Research into such compounds requires integration of multidisciplinary knowledge and process with highly efficient (and rapid) interchanges between the ‘silos’. Such research is poorly suited to the industrialized model of drug study organization, unless it is enhanced by individual clinical pharmacological critique and overview. This limitation is well recognized by scholars in the field of organization and project management [7]. This was perhaps the reason why most of the major innovative drug companies in the 1980s and 1990s performed prototype studies in house. The first and second subjects to receive the antiepileptic drug lamotrigine were the senior physician leading the project (Tony Peck) and the chemist who designed it (Dave Sawyer) in the Wellcome Clinical Pharmacology unit. The first dose of lamotrigine was administered by a future European editor of the BJCP, who blithely ignored the slight changes in the physician's electrocardiogram and the chemist's stress-induced attack of migraine. Unprofessional as this may sound, lamotrigine was developed with very innovative trial methods, even in the very first studies in humans [8].
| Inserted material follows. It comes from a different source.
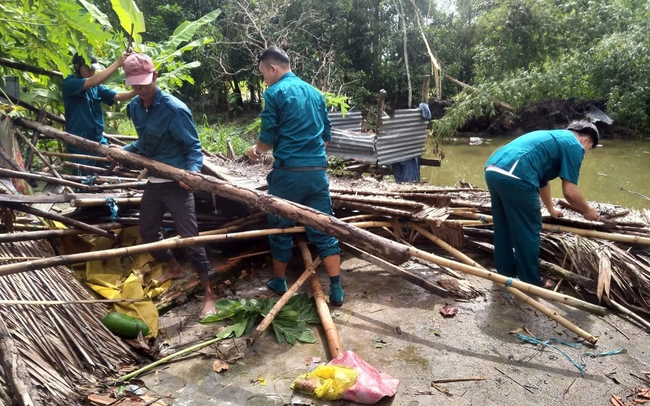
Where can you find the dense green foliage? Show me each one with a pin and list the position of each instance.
(515, 51)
Despite such successes, most pharmaceutical company units were subsequently devoted to more routine non-prototype work, and the early development of new drugs was generally outsourced to phase I units in CROs rather than in academic institutions. This led in turn to the industrialization of this segment of the development process. From then on (with increasingly rare exceptions) protocols were written by drug companies. Data management and analysis were done by the company or its consultants. Scientific papers were written by the company, leading to the current situation, where many CROs have such a small number of publications per investigator that they would be immediately closed by any even remotely critical university (as distinct from regulatory or business) committee.
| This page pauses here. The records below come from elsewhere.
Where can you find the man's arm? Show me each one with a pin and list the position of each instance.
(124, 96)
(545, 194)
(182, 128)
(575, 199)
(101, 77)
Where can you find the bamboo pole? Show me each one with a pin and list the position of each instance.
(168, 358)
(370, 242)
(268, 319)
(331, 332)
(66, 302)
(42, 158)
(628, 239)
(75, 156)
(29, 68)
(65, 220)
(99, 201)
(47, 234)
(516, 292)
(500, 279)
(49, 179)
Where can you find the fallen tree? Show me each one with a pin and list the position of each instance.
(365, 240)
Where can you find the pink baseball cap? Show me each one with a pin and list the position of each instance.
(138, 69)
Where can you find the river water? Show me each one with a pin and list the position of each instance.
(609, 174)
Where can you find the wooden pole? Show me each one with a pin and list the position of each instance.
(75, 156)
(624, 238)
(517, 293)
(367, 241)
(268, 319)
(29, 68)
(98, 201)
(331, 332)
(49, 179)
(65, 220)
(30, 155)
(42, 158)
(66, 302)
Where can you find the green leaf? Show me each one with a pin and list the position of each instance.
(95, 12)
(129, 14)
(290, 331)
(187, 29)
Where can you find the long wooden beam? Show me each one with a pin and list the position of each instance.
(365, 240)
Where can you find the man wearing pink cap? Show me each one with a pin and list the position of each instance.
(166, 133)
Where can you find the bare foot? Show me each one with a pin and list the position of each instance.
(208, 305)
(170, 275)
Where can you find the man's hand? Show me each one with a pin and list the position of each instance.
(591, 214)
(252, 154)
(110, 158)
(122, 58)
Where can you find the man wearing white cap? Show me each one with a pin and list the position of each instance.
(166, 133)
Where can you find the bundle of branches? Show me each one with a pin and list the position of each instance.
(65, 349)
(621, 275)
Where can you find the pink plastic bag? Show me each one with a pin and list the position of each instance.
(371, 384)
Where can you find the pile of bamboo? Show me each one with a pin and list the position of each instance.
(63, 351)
Is this a problem, and should we even contemplate smashing the mechanical spinning machines and steam-driven looms of the trials industry and going the way of Ned Ludd? This question was largely resolved by the widely published case of the CD28 ‘superagonist’ TGN1412, possibly the best remembered code number of a new drug since Ehrlich's ‘compound 606’ (and even that is better remembered as Salvarsan or arsphenamine). TGN1412 was undoubtedly prototypical and had biological properties in the field of immunology that certainly were not familiar to many phase I clinical pharmacologists at that time. The underlying science was excellent, but that was virtually the only thing done by the company. Contractors did the pharmacology and the toxicology and produced the material and the regulators approved the data package. Finally a phase I unit administered probably the biggest overdose ever given as a first dose to humans, with terrifying results for the subjects, the end of a potentially interesting therapeutic route and the demise of a small and innovative scientific company.

The authors of the final report [9] on the investigation of this disastrous episode made several criticisms, but did not allocate blame, as all the involved parties had done what they were required to do. Perhaps no one was to blame other than the system of industrialization, which did not assure a final expert view of the whole rather than the parts. The Regulatory Authority, which was responsible for the report, did not find that such an integrative view of the risk belonged with them, and perhaps it does not and should stay with the investigator.
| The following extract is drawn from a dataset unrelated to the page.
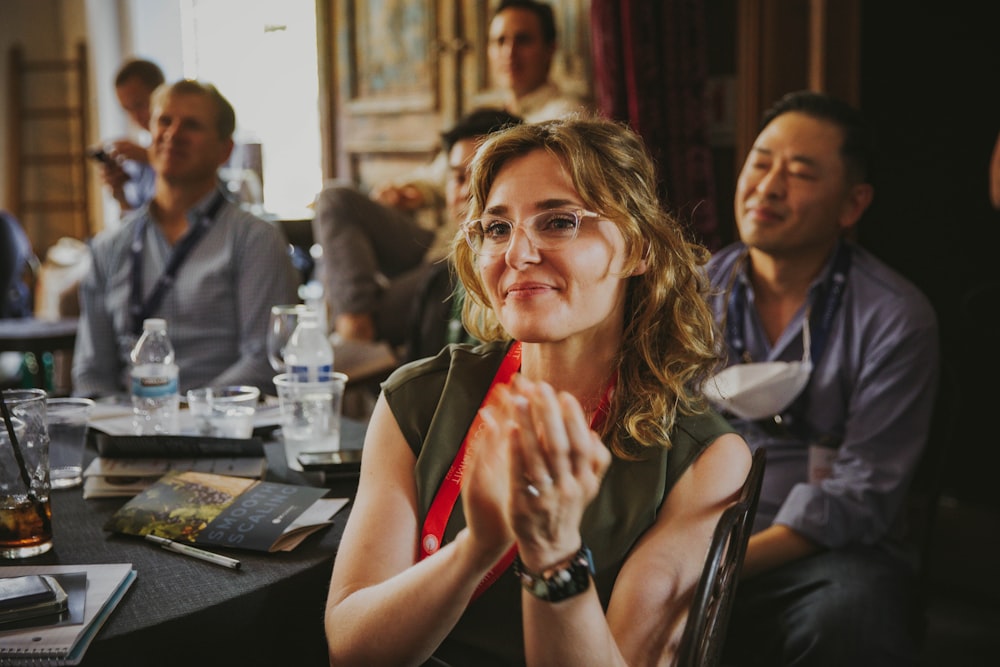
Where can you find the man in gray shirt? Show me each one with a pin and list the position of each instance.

We have recently had a number of experiences in the Journal that, in the light of all this, make us concerned that the process of industrialization of the early development trial in humans has gone too far. We recently sent a paper for peer review to one of our very respected and experienced reviewers, who returned it because he did the work as a clinical investigator. His name was not on the author list or in the acknowledgements. We now see many papers in which the clinical investigator is not an author and sometimes is not acknowledged, and this is of great concern.

Authors' responsibilities

The International Committee of Medical Journal Editors (ICMJE) has referred to authors in the following terms:

‘An author must take responsibility for at least one component of the work, should be able to identify who is responsible for each other component, and should ideally be confident in their co-authors' ability and integrity.

Authorship credit should be based on 1) substantial contributions to conception and design, acquisition of data, or analysis and interpretation of data, 2) drafting the article or revising it critically for important intellectual content and 3) final approval of the version to be published. Authors should meet conditions 1, 2 and 3’.

A clinical investigator of a study, according to the ICH GCP guideline, ‘should be qualified by education, training and experience to assume responsibility for the proper conduct of the trial, should meet all the qualifications specified by the applicable regulatory requirement(s) and should provide evidence of such qualifications through up to date curriculum vitae and/or other relevant documentation requested by the sponsor, the institutional review board (IRB)/ethics committee (EC) and/or the regulatory authority(ies)’ (our emphasis).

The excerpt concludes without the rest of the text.